На вооружении у Могильщика широкий арсенал средств: электрошокер, шприцы, пластиковые пакеты, медицинская пила и болторезы. Подчиняется он своему отцу, Манхэттену Уайту, человеку, занимающему в финансирующей лабораторию Цепи довольно высокое место. Уайт, в свою очередь, заправляет делами в соответствии с указаниями Хойла, контролирующего как Цепь, так и ее активы. Я начал как экспериментатор, а потом они втянули меня в свой бизнес. Деньги были хорошие, а контракт, как предполагалось, краткосрочный.
Энслингер стоит, прислонившись к дверному косяку, и мнет пальцами фильтр сигареты — вылитый Джеймс Дин. Щелчок хромированной зажигалки — патрон в стволе. Его магнитофон таращится мерцающим красным глазом. Ничего особенного, простейший механизм и магнитная лента. Должно быть, считает меня полным идиотом, попавшимся на дешевый трюк.
Врач осматривает повязки, проводит резиновым пальцем по укусам на моей руке, потом протирает спиртом локтевой сгиб.
— Они не заразные? Может, у меня аллергическая реакция?
— Это не насекомые. — Он обращается не ко мне, а к Энслингеру.

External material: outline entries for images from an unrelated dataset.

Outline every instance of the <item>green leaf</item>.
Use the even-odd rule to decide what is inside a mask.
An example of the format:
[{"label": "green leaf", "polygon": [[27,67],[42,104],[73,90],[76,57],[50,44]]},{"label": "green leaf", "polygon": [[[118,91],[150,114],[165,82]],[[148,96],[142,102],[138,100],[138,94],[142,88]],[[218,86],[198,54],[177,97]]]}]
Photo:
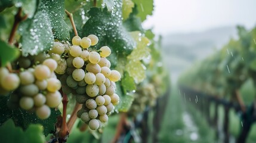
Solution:
[{"label": "green leaf", "polygon": [[50,18],[41,4],[32,19],[28,19],[20,27],[22,39],[22,54],[24,56],[36,55],[49,49],[53,44]]},{"label": "green leaf", "polygon": [[141,82],[146,78],[146,67],[140,61],[129,60],[125,69],[136,83]]},{"label": "green leaf", "polygon": [[127,91],[132,91],[136,89],[136,85],[132,77],[131,77],[127,72],[125,72],[124,77],[121,80],[121,85],[125,94]]},{"label": "green leaf", "polygon": [[11,119],[8,120],[0,127],[0,141],[2,142],[45,142],[42,134],[43,128],[39,125],[30,125],[26,131],[20,127],[16,127]]},{"label": "green leaf", "polygon": [[19,51],[0,40],[0,67],[4,67],[8,62],[11,62],[18,58]]},{"label": "green leaf", "polygon": [[129,14],[132,12],[132,8],[134,7],[134,3],[132,0],[123,0],[123,6],[122,8],[123,20],[125,21]]},{"label": "green leaf", "polygon": [[44,134],[47,135],[54,132],[54,125],[57,117],[61,114],[59,110],[51,108],[51,116],[45,120],[39,119],[34,112],[25,111],[20,108],[11,110],[8,107],[7,101],[9,97],[0,97],[0,125],[2,125],[8,119],[13,119],[16,126],[27,129],[30,124],[41,124],[44,126]]},{"label": "green leaf", "polygon": [[117,93],[120,97],[120,102],[116,107],[116,110],[119,111],[127,112],[132,104],[134,97],[131,93],[122,94],[120,82],[116,83],[116,89]]},{"label": "green leaf", "polygon": [[135,46],[134,40],[122,24],[120,11],[109,13],[106,8],[91,8],[91,17],[84,25],[82,34],[82,36],[94,34],[98,37],[98,44],[90,48],[98,49],[106,45],[110,48],[112,54],[109,58],[112,67],[115,67],[119,57],[126,57]]},{"label": "green leaf", "polygon": [[69,39],[69,27],[63,19],[65,15],[64,1],[42,1],[45,4],[45,10],[50,19],[54,38],[60,41]]},{"label": "green leaf", "polygon": [[152,15],[153,0],[133,0],[133,2],[137,5],[138,11],[137,15],[140,17],[141,21],[146,20],[147,15]]},{"label": "green leaf", "polygon": [[113,0],[103,0],[103,4],[106,5],[109,11],[114,10],[115,8],[113,1]]}]

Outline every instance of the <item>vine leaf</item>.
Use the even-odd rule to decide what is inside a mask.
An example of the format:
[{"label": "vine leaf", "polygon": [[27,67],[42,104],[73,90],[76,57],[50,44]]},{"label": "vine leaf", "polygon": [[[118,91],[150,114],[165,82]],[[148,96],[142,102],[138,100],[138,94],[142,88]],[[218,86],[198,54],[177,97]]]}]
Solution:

Тот, что в форме, с трудом сохраняя серьезную мину, читает мои показания. В руку впивается клещ — нет, это врач вводит что-то в вену.
— Что это? — спрашиваю я.
— Спасибо, доктор, — говорит Энслингер, но доктор вовсе не доктор, и Энслингер не просто благодарит его за любезность. Он подает высокочастотный сигнал, который принимают все, кроме новеньких. Копы в резиновых перчатках бросают все дела и без разговоров выходят из комнаты. Врач закрывает чемоданчик и тоже уходит, даже не сменив повязки. Новенькие еще не настроены на его командную волну, а потому растерянно переглядываются. Энслингер одним жестом — таким срывают скатерть с банкетного стола — отбирает у них блокнот и фотоаппарат и выпроваживает из номера.